The issue was speed. The millions of calculations for each question exacted a price in time. Millisecond by millisecond, they added up. Each clue took a single server an average of 90 minutes to 2 hours, more than long enough for Jennifer Chu-Carroll’s lunch break. For Watson to compete in Jeopardy, Ferrucci’s team had to shave that down to a maximum of 5 seconds and an average of 3.
How could Watson speed up by a factor of 1,440? In late 2008, Ferrucci entrusted this job to a five-person team of hardware experts led by Eddie Epstein, a senior researcher. For them, the challenge was to divide the work Watson carried out in two hours into thousands of stand-alone jobs, many of them small sequences of their own. They then had to distribute each job to a different processor for a second or two before analyzing the results cascading in. This work, or scale-out, required precise choreography—thousands of jobs calculated to the millisecond—and it would function only on a big load of hardware.
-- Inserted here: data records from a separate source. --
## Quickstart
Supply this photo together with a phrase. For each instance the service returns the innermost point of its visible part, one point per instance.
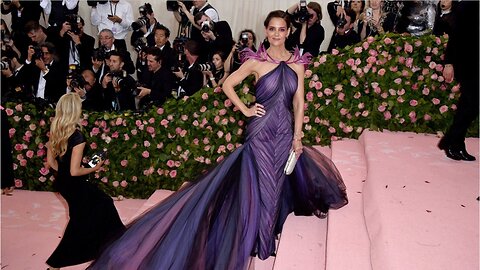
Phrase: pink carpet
(410, 208)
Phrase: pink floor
(410, 208)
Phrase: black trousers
(467, 112)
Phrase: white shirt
(47, 5)
(122, 9)
(210, 12)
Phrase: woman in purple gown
(236, 210)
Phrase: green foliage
(390, 82)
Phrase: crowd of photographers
(41, 64)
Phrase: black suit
(463, 53)
(19, 85)
(55, 85)
(95, 100)
(192, 82)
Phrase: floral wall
(390, 82)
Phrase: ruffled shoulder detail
(304, 59)
(262, 56)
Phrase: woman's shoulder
(76, 138)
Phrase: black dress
(93, 216)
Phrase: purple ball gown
(237, 208)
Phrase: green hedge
(391, 82)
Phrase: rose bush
(389, 82)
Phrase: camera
(38, 53)
(100, 53)
(173, 5)
(140, 44)
(341, 21)
(302, 14)
(77, 80)
(206, 26)
(124, 81)
(143, 20)
(179, 50)
(5, 36)
(93, 3)
(4, 65)
(369, 12)
(205, 67)
(73, 20)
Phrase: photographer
(75, 47)
(309, 33)
(21, 13)
(119, 88)
(85, 85)
(98, 65)
(161, 82)
(217, 36)
(16, 80)
(198, 6)
(246, 39)
(107, 43)
(59, 10)
(48, 76)
(116, 15)
(344, 34)
(190, 77)
(144, 27)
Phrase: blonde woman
(376, 21)
(93, 216)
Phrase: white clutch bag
(291, 161)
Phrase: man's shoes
(456, 154)
(466, 156)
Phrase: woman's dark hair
(317, 8)
(221, 54)
(248, 31)
(277, 14)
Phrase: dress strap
(262, 56)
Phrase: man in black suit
(217, 36)
(16, 80)
(462, 59)
(75, 47)
(190, 78)
(46, 72)
(162, 80)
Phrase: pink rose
(350, 62)
(29, 153)
(308, 73)
(443, 109)
(408, 48)
(18, 183)
(328, 91)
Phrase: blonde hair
(65, 122)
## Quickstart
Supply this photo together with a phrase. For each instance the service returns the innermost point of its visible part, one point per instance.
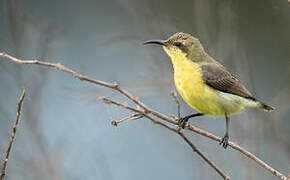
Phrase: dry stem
(146, 109)
(7, 153)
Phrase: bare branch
(174, 95)
(7, 153)
(133, 116)
(146, 109)
(176, 130)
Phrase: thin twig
(176, 130)
(7, 153)
(133, 116)
(148, 110)
(174, 95)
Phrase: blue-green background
(65, 131)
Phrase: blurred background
(65, 132)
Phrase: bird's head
(181, 44)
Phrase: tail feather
(266, 107)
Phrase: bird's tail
(266, 107)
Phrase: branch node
(115, 85)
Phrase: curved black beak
(156, 41)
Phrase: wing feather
(217, 77)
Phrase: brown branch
(176, 130)
(7, 153)
(146, 109)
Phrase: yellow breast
(191, 86)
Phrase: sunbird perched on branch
(204, 83)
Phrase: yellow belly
(190, 85)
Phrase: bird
(204, 83)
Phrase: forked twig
(7, 152)
(176, 130)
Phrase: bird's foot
(182, 122)
(225, 141)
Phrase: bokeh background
(65, 131)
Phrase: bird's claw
(225, 141)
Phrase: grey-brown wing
(217, 77)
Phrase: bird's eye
(177, 44)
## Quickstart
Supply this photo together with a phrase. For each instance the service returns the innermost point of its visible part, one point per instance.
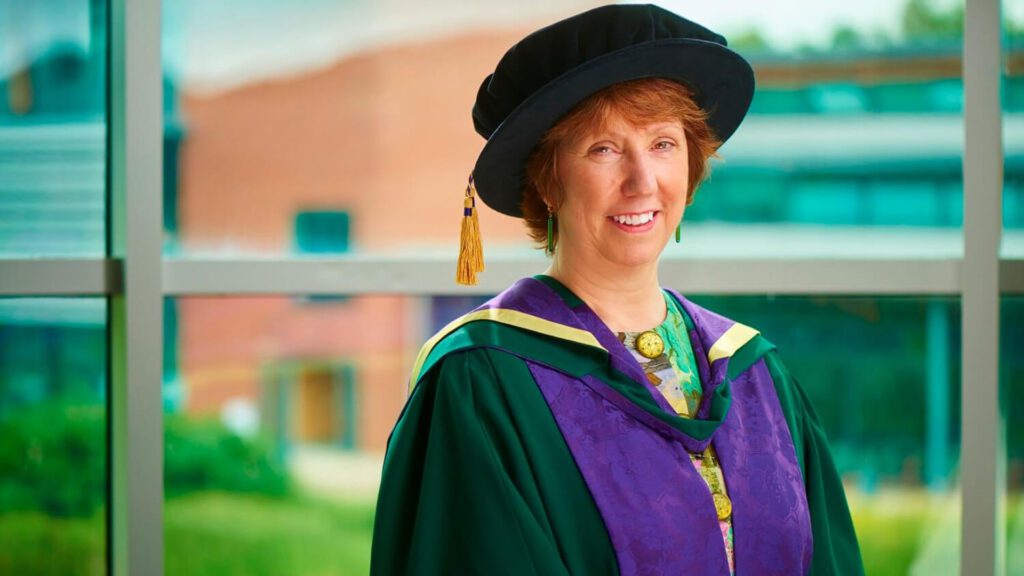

Epstein and his team designed a chunky body for Watson. Packing the computers closely limited the distance the information would have to travel and enhanced the system’s speed. It would develop into a cube of nearly 280 computers, or nodes, each with eight processors—the equivalent of 2,240 computers. The eight towers, each the size of a restaurant refrigerator, carried scores of computers on horizontal shelves, each about as big as a pizza box. The towers were tilted, like the one in Pisa, giving them more surface area for cooling. In its resting state, this assembly of machines emitted a low, whirring hum. But about a half hour before answering a Jeopardy question, the computers would stir into action, and the hum would amplify to a roar. During this process, Watson was moving its trove of data from hard drives onto random access memory (RAM). This is the much faster (and more expensive) memory that can be searched in an instant—without the rotating of disks. Watson, in effect, was shifting its knowledge from its inner recesses closer to the tip of its tongue. As it did, the roar heightened, the heat mounted, and a powerful set of air conditioners kicked into high gear.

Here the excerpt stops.